1
votes

My original carbon storage-schema config was set to 10s:1w, 60s:1y and was working fine for months. I've recently updated it to 1s:7d, 10s:30d, 60s,1y. I've resized all my whisper files to reflect the new retention schema using the following bit of bash:

collectd_dir="/opt/graphite/storage/whisper/collectd/"
retention="1s:7d 1m:30d 15m:1y"

find $collectd_dir -type f -name '*.wsp' | parallel whisper-resize.py \
--nobackup {} $retention \;

I've confirmed that they've been updated using whisper-info.py with the correct retention and data points. I've also confirmed that the storage-schema is valid using a storage-schema validation script.

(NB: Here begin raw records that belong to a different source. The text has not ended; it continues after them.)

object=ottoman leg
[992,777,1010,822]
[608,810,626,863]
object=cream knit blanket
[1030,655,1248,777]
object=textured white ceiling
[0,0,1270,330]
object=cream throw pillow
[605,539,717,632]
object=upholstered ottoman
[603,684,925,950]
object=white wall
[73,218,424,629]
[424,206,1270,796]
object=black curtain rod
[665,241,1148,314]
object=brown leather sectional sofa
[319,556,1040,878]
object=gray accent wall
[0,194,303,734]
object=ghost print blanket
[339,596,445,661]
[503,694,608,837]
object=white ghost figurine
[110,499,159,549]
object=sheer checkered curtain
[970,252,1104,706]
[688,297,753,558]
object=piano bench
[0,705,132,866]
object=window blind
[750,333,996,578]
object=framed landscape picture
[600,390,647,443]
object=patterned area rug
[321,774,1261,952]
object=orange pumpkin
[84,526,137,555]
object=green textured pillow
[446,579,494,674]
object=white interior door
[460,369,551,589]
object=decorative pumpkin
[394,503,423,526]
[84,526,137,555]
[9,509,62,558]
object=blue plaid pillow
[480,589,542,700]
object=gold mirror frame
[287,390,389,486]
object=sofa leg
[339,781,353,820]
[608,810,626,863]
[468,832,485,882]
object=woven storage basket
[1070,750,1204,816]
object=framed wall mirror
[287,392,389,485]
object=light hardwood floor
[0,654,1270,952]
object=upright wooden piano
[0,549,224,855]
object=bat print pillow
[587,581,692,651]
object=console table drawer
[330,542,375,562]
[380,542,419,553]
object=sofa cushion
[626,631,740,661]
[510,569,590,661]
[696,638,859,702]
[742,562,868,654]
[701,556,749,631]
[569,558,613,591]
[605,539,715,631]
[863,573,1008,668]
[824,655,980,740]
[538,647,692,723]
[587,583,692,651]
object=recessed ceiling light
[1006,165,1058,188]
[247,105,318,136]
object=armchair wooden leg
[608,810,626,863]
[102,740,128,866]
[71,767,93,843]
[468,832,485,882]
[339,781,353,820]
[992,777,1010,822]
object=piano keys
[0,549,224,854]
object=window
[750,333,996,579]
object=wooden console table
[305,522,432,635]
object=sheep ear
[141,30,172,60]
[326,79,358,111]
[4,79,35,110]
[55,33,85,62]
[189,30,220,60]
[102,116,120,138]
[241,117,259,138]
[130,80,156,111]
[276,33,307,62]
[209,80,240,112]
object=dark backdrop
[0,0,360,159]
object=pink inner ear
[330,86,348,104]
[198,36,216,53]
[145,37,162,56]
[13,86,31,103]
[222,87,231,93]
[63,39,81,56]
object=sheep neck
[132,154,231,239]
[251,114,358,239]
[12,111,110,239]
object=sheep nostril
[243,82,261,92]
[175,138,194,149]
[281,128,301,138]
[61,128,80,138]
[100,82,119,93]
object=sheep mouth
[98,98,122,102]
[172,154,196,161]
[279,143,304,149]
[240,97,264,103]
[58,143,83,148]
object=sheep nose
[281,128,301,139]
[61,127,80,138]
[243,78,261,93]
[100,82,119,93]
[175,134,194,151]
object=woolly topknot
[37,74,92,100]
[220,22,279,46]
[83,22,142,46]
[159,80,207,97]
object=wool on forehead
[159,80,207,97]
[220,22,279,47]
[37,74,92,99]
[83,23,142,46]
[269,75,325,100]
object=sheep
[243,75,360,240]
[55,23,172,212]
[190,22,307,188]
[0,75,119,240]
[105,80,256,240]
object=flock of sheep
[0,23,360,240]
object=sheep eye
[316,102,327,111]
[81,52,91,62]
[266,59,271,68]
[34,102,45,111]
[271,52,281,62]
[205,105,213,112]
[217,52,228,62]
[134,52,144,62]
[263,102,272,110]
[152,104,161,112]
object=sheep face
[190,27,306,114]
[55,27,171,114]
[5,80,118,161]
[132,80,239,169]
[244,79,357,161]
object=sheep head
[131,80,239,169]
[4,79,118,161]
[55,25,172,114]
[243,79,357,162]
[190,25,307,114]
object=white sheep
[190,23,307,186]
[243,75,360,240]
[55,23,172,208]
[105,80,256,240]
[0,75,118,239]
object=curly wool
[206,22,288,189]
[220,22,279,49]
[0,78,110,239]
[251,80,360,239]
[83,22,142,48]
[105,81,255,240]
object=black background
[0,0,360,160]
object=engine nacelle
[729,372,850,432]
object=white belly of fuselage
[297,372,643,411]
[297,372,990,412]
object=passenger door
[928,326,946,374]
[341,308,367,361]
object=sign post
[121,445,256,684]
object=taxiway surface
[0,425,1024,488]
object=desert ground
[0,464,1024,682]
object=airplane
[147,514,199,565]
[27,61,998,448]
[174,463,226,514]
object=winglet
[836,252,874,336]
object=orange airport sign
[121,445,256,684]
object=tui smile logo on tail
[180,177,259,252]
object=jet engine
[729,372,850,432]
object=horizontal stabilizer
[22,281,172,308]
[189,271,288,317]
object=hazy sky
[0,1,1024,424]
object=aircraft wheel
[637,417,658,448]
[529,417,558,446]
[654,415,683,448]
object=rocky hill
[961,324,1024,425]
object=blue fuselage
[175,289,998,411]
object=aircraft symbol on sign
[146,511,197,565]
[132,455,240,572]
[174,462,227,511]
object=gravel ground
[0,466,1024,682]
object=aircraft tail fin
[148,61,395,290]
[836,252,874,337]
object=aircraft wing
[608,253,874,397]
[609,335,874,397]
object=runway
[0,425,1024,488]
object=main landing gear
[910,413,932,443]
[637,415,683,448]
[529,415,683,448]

The carbon-cache{1..8}, carbon-relay, carbon-aggregator, and collectd services have been stopped before the whisper resizing, then started once the resizing was complete.

However, when checking in on a Grafana dashboard, I'm seeing empty graphs with correct data points (per sec, but no data) on collectd plugin charts; but with the graphs that are providing data, it's showing data and data points every 10s (old retention), instead of 1s.

The /var/log/carbon/console.log is looking good, and the collectd whisper files all have carbon user access, so no permission denied issues when writing.

When running an ngrep on port 2003 on the graphite host, I'm seeing connections to the relay, along with metrics being sent. Those metrics are then getting relayed to a pool of 8 caches to their pickle port.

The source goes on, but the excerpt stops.